One winter I went back to the city and stood in a courthouse square that smelled of hot coffee and cold concrete. Ulysses was there, the case open and public. He had attempted offers of restitution in a dozen ways—selling pieces he had claimed were authentic, promising returns, begging forgiveness. The law moved. So did the public.
At the trial, victims spoke. Ulysses listened, sinking into a smaller and smaller chair. He cried for parts of it, then his mouth hardened as he tried to justify. It didn't help.
When it was done, the judge ordered restitution and community service, and mandated the public posting of his scams. He was punished with a fine and public shaming arranged by the observatory: an open recounting of his methods, shown to all his clientele.
At the public square, he stood and read a hand-scrawled confession into a microphone while cameras rolled and strangers took pictures.
"I sold you stars and peddled pieces of dust," he said. "I am sorry."
His voice began arrogant, then faltered, then hung on a string.
"I did it for money," he said. "I saw people who wanted belief more than truth and I used it."
Someone shouted, "You used grief!"
He flinched. The crowd hissed like a sea.
"Please," he begged then. "Please forgive me—I'll pay back every penny—"
A woman in the front started to laugh. It was not a kind laugh. "Go to the police," she said. "Go to the judge. Not to us."
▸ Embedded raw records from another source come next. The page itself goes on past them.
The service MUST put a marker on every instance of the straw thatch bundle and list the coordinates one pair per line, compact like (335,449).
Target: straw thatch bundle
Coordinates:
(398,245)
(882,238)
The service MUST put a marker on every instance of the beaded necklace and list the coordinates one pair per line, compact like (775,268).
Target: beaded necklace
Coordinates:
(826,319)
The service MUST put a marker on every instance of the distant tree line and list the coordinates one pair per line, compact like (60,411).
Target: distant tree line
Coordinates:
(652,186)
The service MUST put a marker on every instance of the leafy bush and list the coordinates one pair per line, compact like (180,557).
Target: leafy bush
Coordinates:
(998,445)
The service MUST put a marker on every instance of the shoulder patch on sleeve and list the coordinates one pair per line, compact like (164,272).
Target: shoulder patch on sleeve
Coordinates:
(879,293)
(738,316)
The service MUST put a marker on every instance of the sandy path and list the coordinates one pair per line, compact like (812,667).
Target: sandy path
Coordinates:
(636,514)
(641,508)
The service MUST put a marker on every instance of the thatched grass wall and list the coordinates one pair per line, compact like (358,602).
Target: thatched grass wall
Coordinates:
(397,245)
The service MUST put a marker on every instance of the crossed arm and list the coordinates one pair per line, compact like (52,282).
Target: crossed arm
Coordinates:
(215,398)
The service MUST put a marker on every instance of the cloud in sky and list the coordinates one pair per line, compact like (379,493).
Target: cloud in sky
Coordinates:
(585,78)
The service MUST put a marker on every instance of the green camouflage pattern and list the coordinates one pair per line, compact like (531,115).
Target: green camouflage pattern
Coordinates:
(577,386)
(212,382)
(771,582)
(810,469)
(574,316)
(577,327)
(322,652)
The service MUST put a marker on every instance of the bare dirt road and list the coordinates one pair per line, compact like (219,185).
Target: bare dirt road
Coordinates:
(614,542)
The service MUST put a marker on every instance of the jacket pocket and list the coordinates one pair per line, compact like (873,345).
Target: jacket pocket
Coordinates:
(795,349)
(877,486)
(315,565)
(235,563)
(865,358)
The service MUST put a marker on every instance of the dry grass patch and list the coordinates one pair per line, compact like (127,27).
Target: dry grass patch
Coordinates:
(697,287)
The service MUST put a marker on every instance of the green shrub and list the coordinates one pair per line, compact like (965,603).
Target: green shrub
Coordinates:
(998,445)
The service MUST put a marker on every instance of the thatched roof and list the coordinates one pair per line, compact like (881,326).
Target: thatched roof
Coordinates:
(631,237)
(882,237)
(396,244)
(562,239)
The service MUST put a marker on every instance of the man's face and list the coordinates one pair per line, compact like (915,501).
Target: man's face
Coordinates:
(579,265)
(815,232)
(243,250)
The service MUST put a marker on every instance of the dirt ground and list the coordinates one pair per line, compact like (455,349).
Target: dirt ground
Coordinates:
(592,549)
His knees bent, and suddenly he was on the cold concrete, his suit dusted. He reached out with a hand like an apology thrown in the gutter. People recorded. People whispered. Some clapped. Someone threw birdseed at him. I couldn't be sure which reaction was worse—some smiled, some shook their heads, a few took photos for justice blogs.
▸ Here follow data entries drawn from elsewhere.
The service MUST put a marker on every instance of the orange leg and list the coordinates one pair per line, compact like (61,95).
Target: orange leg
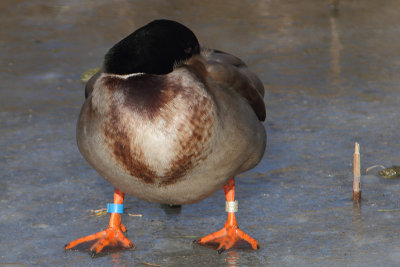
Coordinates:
(229,236)
(111,239)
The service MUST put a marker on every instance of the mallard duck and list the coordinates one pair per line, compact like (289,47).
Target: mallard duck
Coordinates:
(168,121)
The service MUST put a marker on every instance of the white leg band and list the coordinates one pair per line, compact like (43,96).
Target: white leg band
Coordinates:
(231,206)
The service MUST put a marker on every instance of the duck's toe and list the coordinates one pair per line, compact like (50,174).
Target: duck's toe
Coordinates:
(109,240)
(228,237)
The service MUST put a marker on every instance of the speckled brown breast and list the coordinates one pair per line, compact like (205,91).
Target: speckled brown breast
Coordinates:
(152,98)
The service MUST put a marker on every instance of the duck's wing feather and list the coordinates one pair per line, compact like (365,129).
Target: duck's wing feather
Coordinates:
(232,71)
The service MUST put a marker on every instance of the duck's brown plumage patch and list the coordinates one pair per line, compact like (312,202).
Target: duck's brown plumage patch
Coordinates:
(146,96)
(119,142)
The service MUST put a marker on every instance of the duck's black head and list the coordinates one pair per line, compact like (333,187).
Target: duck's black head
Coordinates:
(153,49)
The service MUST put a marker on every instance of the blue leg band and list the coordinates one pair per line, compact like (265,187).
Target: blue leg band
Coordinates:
(115,208)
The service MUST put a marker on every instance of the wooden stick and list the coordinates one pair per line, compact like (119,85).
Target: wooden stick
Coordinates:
(357,174)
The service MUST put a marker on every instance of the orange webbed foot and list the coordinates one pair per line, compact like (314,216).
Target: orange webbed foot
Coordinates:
(109,240)
(227,238)
(230,236)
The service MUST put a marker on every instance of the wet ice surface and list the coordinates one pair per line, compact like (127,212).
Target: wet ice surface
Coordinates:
(331,79)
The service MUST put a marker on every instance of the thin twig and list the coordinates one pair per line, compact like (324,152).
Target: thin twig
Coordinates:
(357,174)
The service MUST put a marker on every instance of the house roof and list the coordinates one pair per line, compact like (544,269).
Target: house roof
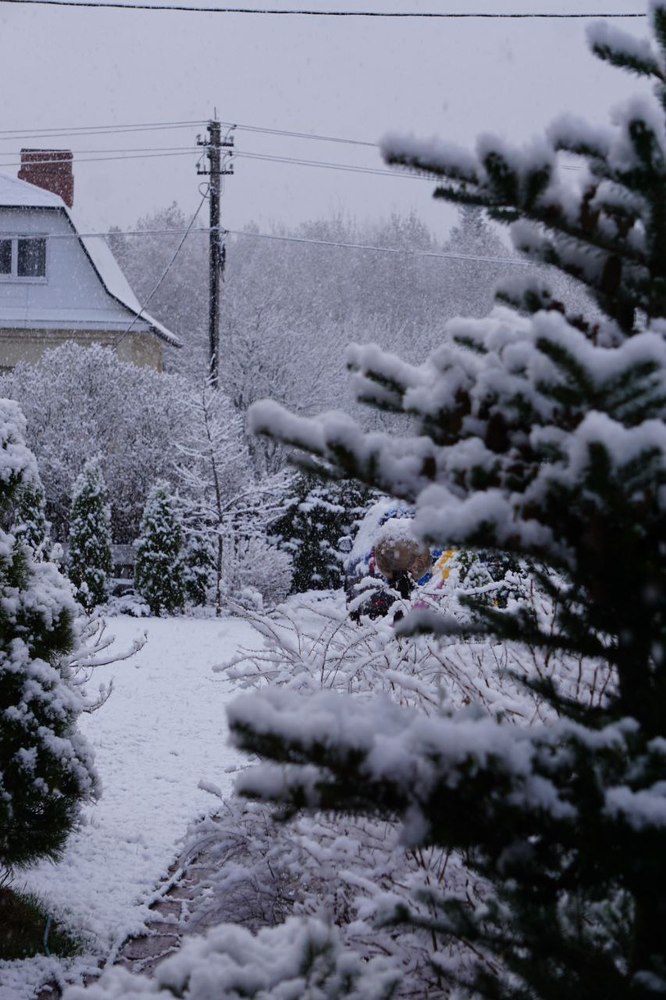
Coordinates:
(15,193)
(18,194)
"Beg me more," a man near the back yelled. "Beg the people you hurt."
Ulysses crawled, the selling man reduced to a smaller thing than those he had conned. He begged and pleaded and named no one specifically. The crowd's faces shifted—shock, then morbid curiosity, then satisfaction, then disgust. It was humiliating, public, total. The man who had once sold hope now sold only confession, and the price was all he had left: his dignity.
When the day ended, he was led away by officers, and the square emptied slowly. Some recorded the moment and fed it into the jumpy appetite of the internet. The videos went viral.
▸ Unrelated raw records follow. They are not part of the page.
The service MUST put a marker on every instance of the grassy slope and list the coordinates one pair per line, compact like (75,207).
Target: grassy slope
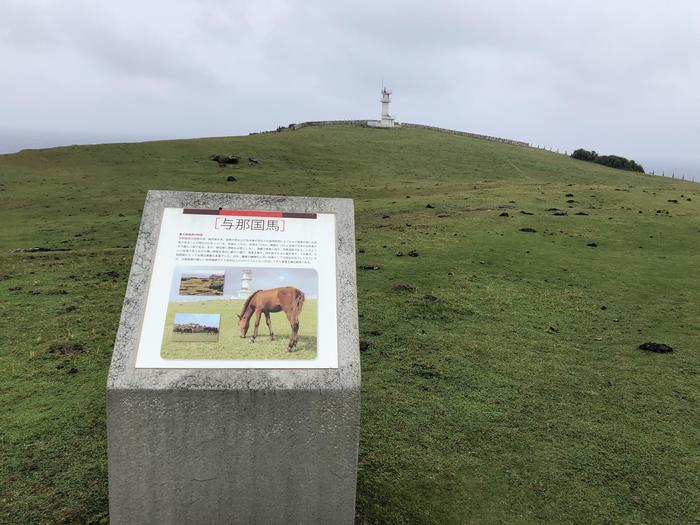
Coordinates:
(473,409)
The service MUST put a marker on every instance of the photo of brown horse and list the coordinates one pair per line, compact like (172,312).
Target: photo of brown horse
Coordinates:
(288,299)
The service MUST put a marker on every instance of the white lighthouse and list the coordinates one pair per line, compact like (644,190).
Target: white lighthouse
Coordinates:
(387,121)
(246,277)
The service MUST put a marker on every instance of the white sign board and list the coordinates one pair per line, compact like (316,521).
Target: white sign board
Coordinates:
(241,289)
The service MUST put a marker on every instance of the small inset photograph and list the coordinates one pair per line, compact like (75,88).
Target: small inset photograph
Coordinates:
(199,328)
(264,313)
(201,283)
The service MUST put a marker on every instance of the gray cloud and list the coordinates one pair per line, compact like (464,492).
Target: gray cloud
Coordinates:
(619,77)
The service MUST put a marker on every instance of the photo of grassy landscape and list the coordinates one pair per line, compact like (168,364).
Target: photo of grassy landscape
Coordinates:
(193,284)
(502,380)
(229,345)
(192,328)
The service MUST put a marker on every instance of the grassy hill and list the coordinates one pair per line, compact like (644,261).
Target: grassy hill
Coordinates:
(502,382)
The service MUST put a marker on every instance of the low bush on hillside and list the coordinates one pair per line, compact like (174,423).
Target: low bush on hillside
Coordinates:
(612,161)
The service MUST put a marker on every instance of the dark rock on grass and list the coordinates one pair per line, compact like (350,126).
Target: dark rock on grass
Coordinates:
(67,348)
(225,159)
(110,275)
(36,249)
(656,347)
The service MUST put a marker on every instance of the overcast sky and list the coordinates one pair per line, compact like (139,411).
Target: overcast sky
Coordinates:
(617,76)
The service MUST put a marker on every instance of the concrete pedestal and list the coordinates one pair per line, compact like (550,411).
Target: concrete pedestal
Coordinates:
(229,446)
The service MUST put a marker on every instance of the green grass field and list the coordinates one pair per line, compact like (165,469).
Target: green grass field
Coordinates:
(516,395)
(230,345)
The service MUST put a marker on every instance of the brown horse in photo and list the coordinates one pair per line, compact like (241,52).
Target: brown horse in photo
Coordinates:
(287,299)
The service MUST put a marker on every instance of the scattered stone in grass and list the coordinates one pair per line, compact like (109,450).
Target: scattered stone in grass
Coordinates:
(67,348)
(109,275)
(41,249)
(656,347)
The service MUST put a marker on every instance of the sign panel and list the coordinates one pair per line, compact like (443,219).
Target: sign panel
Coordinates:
(241,289)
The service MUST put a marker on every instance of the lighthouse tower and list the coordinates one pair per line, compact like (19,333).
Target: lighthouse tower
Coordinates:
(387,121)
(246,277)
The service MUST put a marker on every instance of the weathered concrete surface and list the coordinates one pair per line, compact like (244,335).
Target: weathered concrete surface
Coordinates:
(234,445)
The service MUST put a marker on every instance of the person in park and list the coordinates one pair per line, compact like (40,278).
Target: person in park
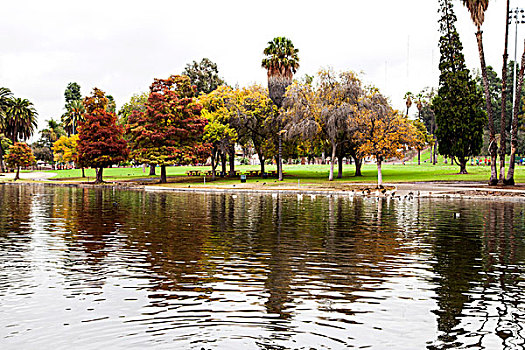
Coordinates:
(19,155)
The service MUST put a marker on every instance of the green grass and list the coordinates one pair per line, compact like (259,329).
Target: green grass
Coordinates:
(317,174)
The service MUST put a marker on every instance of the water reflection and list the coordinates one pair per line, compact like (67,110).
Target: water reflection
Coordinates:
(101,268)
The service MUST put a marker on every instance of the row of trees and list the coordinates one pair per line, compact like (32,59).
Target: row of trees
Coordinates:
(477,10)
(173,126)
(187,118)
(18,120)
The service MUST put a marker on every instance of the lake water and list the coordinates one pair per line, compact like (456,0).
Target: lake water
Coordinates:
(105,269)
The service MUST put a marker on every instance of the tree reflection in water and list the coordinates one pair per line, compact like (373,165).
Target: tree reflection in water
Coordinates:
(269,272)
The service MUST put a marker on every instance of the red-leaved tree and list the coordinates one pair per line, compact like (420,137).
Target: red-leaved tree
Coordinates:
(100,141)
(170,130)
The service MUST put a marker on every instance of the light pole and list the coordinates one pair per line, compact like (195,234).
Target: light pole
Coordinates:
(517,15)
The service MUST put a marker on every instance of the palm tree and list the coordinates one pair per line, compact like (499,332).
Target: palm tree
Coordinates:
(281,62)
(74,113)
(21,119)
(503,132)
(514,129)
(5,98)
(477,10)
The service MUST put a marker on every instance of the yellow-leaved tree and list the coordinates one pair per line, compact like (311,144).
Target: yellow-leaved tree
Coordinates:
(383,132)
(65,150)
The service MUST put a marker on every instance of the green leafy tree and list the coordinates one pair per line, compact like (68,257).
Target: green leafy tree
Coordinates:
(112,105)
(218,108)
(477,10)
(458,105)
(255,112)
(19,155)
(21,119)
(170,130)
(65,149)
(204,75)
(100,141)
(422,138)
(74,114)
(281,63)
(5,98)
(72,93)
(43,148)
(382,132)
(323,111)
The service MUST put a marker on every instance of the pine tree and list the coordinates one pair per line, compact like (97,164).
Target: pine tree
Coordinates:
(458,105)
(100,141)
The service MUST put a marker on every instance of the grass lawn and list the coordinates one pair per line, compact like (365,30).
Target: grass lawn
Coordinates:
(315,174)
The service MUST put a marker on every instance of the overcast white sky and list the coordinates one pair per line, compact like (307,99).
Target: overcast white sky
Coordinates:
(120,46)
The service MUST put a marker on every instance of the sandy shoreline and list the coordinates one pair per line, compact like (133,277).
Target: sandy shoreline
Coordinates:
(465,190)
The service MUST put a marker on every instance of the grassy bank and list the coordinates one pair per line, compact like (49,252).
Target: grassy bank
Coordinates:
(315,174)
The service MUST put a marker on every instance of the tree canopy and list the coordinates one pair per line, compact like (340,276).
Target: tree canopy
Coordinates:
(170,130)
(204,75)
(458,105)
(100,141)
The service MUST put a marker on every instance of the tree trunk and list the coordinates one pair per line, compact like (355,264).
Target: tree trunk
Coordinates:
(340,167)
(163,178)
(261,159)
(232,160)
(358,162)
(17,176)
(98,178)
(379,173)
(434,154)
(462,165)
(332,158)
(223,164)
(493,147)
(503,126)
(514,129)
(280,157)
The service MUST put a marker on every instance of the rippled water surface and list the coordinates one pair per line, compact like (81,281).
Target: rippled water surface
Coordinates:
(103,269)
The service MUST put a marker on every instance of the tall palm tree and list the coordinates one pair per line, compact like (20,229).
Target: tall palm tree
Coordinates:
(74,113)
(5,98)
(21,119)
(281,62)
(477,10)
Back at the villa, Luciano watched the little news clip and said nothing. He folded the paper and placed it underneath the old clock. I wrapped my red string around my fingers and thought of my father. The meteor fragment on my wrist had been given back to me by the mountain first, then by luck and careful work.
"Keep it," Luciano said at last. "Slip it in a drawer and wind the clock once in a while. Memory likes motion."
So I wound the brass key. The second hand ticked. The clock breathed.
"Will you keep hunting?" Luciano asked another evening by the telescope, the night sky a slow turning fan.
"Yes," I said. "Because I want to know why he left. Because I want to find more pieces. Because some things must be found."
"Good," Luciano said.
He gave me one last instruction before the year wore out: "If you ever meet a man who sells the sky and also confuses debts with devotion, point the detector at his feet and don't trust the glint of his smile."
I laughed. "I'll remember."
I still had the tiny meteorite slice on the red string—the only piece I had left of Jordan. I took it from my wrist when I packed for another season. At night, when the cold pressed at the windows, I would put the fragment on the old clock's face, like a moon over a small town. The clock ticked. The fragment looked like a small, brave scar.
On the morning I finally found a clue that might lead to my father—a receipt, a name, a place in a valley that hadn't yet been searched—I wrapped the meteorite and the red string in tissue and tucked them into the deepest drawer of Luciano's metal expedition box.
"I'll need this," I said.
"Yes," Luciano replied, and for once his voice wasn't just a tool. "And one day you'll take it with no need to look back."
I closed the drawer and wound the clock once more.
The second hand moved in a patient, small sound. It sounded exactly like someone who had been waiting for years and did not mind waiting a little longer.